A gente acha que mentira é coisa que se conta pros outros. Mas as que mais atrapalham são as que a gente conta pra si mesmo — tão baixinho e com tanta naturalidade que nem parecem mentira. Parecem verdade. E é exatamente aí que mora o perigo.
O autoengano protege a imagem
A gente mente pra si por um motivo compreensível: pra não sentir dor. Encarar que aquela relação acabou, que aquele sonho foi adiado por medo, que aquele hábito está fazendo mal — dói. Então a mente cria versões mais confortáveis da realidade. É uma defesa. O problema é que, protegido da verdade, você também fica protegido da mudança.

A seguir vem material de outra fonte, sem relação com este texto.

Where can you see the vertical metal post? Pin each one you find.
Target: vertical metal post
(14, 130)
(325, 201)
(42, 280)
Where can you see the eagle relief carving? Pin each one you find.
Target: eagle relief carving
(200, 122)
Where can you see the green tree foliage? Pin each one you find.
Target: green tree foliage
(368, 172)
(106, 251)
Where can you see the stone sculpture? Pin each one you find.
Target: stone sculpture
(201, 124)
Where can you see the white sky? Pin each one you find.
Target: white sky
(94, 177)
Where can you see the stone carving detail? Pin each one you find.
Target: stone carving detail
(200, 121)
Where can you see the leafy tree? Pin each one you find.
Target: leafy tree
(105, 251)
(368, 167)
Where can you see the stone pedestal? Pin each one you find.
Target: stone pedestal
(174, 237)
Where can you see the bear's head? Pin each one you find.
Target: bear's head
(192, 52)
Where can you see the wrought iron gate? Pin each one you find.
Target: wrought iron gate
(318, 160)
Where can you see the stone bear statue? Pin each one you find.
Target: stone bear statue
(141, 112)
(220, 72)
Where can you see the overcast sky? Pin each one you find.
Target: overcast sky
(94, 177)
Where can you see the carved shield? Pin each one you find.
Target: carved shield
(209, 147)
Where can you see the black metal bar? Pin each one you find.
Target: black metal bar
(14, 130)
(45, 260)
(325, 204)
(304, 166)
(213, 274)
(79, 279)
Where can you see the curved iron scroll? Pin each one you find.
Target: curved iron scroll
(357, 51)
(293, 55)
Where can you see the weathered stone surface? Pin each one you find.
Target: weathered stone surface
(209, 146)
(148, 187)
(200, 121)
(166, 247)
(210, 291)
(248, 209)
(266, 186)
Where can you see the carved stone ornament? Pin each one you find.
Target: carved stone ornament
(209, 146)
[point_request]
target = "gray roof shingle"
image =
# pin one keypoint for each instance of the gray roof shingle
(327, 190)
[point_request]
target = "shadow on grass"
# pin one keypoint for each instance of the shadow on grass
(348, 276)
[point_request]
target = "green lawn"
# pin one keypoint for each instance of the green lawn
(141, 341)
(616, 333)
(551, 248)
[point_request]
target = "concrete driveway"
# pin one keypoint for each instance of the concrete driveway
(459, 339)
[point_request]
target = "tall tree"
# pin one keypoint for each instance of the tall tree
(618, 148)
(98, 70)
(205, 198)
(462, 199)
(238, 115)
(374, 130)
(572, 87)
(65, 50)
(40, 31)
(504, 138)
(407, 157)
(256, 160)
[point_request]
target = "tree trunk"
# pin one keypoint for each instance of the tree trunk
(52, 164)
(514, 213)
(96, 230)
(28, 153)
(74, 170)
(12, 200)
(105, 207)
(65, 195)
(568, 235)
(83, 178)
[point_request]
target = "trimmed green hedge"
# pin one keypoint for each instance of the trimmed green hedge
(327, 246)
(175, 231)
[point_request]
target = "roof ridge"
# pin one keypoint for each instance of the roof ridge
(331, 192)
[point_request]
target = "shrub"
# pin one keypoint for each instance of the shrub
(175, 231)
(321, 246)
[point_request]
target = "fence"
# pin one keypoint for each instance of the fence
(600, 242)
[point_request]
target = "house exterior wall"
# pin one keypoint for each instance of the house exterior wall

As frases que te mantêm parado
Repara nos disfarces mais comuns: “tá tudo bem” (quando não está), “amanhã eu começo” (que nunca chega), “eu não tenho escolha” (quando há, só que ela dá medo), “eu sou assim mesmo” (que transforma um padrão mutável em sentença). Cada uma dessas frases é um analgésico — alivia agora e adia a vida.
A verdade liberta
A Virtologia, de Eduardo Casarotto, coloca a honestidade e a verdade entre as virtudes a desenvolver — e começa dentro. Ser honesto consigo não é se atacar; é ter a coragem de olhar o que é como é, sem a maquiagem do autoengano. Dói um instante, mas é o único chão firme onde a mudança pode acontecer. Não dá pra transformar o que a gente se recusa a enxergar.